Priced at an eye-watering €5m (£4.1m), it makes the €2.35m (£2m) Huayra BC seem somewhat of a bargain, but as steep as the price may be, all five examples have already been accounted for.
Named after the track on which it was developed, the Imola boasts the same 6-litre Mercedes-AMG-derived twin-turbocharged V12 as the Huayra, sending 815bhp and 811lb ft of torque to the rear wheels through a seven-speed Xtrac automatic transmission – that’s an increase of around 15bhp over the Huayra BC, with torque remaining the same.

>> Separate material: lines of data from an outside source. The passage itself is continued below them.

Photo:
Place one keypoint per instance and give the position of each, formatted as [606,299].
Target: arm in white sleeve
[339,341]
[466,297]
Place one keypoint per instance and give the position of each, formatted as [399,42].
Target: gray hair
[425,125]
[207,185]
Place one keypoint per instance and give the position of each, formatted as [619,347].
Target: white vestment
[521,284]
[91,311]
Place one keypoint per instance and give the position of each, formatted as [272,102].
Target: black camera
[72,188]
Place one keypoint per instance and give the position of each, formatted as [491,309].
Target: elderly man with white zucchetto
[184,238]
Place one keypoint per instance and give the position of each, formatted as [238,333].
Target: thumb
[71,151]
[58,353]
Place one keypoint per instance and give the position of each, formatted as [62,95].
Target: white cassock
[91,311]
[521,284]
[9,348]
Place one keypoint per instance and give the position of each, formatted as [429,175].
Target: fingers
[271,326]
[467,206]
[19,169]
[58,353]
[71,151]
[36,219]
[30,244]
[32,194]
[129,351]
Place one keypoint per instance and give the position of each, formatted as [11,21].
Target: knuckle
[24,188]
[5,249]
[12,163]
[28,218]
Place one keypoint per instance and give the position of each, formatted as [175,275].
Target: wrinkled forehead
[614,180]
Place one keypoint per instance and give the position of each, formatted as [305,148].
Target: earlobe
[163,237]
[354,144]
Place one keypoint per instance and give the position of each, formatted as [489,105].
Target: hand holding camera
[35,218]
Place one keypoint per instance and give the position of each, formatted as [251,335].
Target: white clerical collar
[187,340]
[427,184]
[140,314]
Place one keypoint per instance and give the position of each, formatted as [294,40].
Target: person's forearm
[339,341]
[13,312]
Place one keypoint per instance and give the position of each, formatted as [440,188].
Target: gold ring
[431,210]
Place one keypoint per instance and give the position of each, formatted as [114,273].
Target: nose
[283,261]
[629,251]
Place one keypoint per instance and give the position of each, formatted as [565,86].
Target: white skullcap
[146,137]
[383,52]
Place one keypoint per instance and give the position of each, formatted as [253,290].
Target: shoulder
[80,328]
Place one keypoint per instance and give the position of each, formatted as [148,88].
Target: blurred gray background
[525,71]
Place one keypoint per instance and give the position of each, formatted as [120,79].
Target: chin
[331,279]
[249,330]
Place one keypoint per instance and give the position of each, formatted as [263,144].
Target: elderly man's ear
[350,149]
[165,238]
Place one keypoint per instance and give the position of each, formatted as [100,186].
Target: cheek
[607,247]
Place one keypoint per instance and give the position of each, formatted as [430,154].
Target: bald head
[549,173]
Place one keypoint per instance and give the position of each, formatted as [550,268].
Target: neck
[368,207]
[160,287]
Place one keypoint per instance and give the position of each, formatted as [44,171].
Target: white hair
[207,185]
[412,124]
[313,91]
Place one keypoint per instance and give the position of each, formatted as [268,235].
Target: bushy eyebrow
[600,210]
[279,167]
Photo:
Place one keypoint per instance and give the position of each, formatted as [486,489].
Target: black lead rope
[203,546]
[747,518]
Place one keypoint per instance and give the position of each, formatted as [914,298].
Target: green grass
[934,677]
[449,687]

As with all models from the brand, weight saving is high on the agenda. Thanks to the use of innovative carbonfibre composites primarily derived from the track-only Zonda R, dry weight for the Imola sits at 1246kg, giving it a power-to-weight ratio of 654bhp per tonne, more than both the McLaren P1 and Ferrari LaFerrari.
Despite its low weight, the total figure is 28kg higher than that of the Huayra BC, likely due to its focus on driveability alongside all-out performance. Company founder Horacio Pagani made it clear that the model was designed for on-road useability, despite its performance focus: ‘We could have reduced the ground clearance so as to increase the downforce effect by taking advantage of the vehicle’s flat bottom. But don’t forget, the public roads are very uneven and can lead to the loss of several hundred kilograms of downforce in just a few instants.’
Commenting on the Imola’s design, Pagani also said, ‘We can’t say that it’s an elegant car,’ but went on to say that ‘[the design] also allowed us to improve lap time, ease of driving and especially safety’.
Setting it apart from previous models is fettled suspension geometry for more stability, improved aero to sit alongside the Huayra’s trademark active aerodynamics system and the same, improved carbon-composite central monocoque as used in the Roadster BC.
An improved version of the Huayra’s carbon-ceramic 398mm six-pot front, 380mm four-pot rear Brembo braking system also sits behind the staggered 21’ and 20-inch wheel set, with sticky 265 front, 355 rear Pirelli Trofeo R tyres helping to turn all 815bhp to speed. Other tweaks include the introduction of ‘SMART GAS’ for decreased shift times, and electronically adjustable shock absorbers.
Much like the track-only Zonda R, Pagani says that the Imola has been used as a test bed for various technologies seen on the Roadster BC, as well as future models. A first for the Imola is the marque’s new ‘Acquarello Light’ painting system, reducing overall weight by 5kg whilst maintaining the same protection and finish as before.